To judge by the distribution of Nobel Prizes in economics over the past three decades or so, it would appear that American economics – for good or ill – has come to occupy a position of world preeminence. This has not always been so. To the contrary, if we roll the clock back to consider the “state of the art” during the first century of the nation’s existence, the United States was largely on the periphery of major intellectual developments in the discipline. Indeed, when the country’s centennial was celebrated in 1876, American economists had an inferiority complex.
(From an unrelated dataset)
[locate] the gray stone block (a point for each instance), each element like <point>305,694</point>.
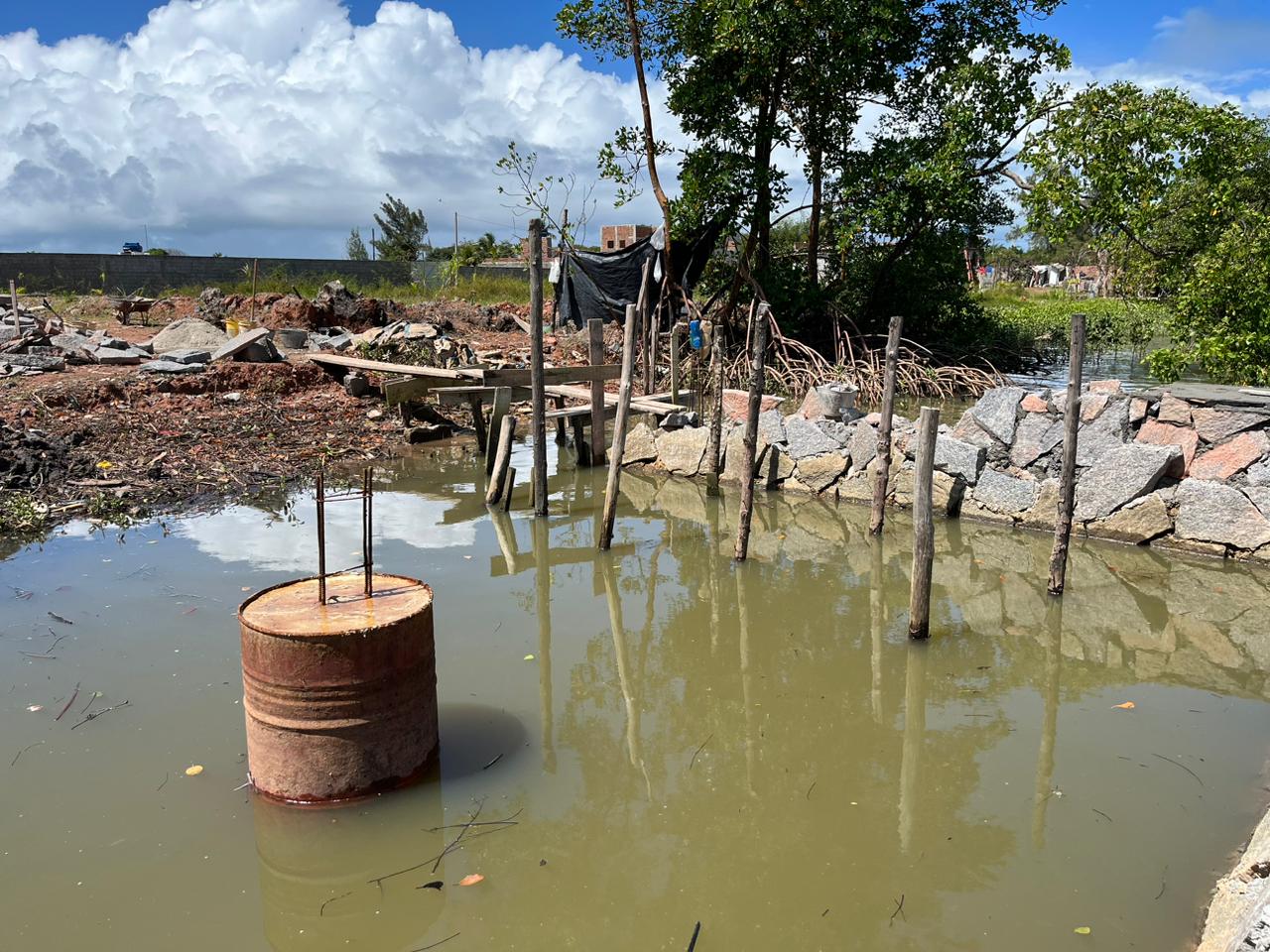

Writing on this occasion, Harvard’s Charles F. Dunbar – the first American to be accorded the title of “Professor of Political Economy” – observed that American scholarship as yet had contributed nothing to fundamental economic knowledge.

International realities – not just national ones – framed the context for American political economy up to 1900. After all, those wishing to acquire insight into the discipline did not need to rely on home production. They could look overseas and import ideas readymade. Given the absence of copyright protection for foreigners, it may even have been more cost-effective for American publishers to pirate ideas in book form from abroad than to sponsor local authorship. At the same time, there was always vigorous discourse on economic topics. Certainly colonial America did not lack for it. There were lively exchanges in public debates over such matters as the uses and abuses of paper money and over the “Mother Country’s” practices in shaping colonial trade patterns. In the run-up to the American Declaration of Independence, protests over Britain’s use of its taxing powers gathered considerable momentum. Moreover, the “Founding Fathers” in the first decades of the Republic had displayed a plenitude of ingenuity in crafting the instruments of a Federal political order and in establishing the credibility and creditworthiness of a novel form of government. Arguably, nothing in all this activity would qualify as a contribution to systematic economic analysis. Though a number of contemporary commentators took note of this shortcoming, the age of the economic treatise was not born until 1820.

By 1900, American economics had moved a long way from where it began. This reflected transformations in the structure of the economy, as well as changes in the character of the international marketplace for economic ideas (and America’s position within it). In the early going, American political economy had been heavily import-dependent, even though foreign ideas were altered to adjust their fit to circumstances in the “New World.” Domestic production – though sometimes strident in its assertions of originality – was then viewed by most of the rest of the world as naive and unsophisticated. By the close of the nineteenth century, the United States was about to become a net exporter of economic ideas.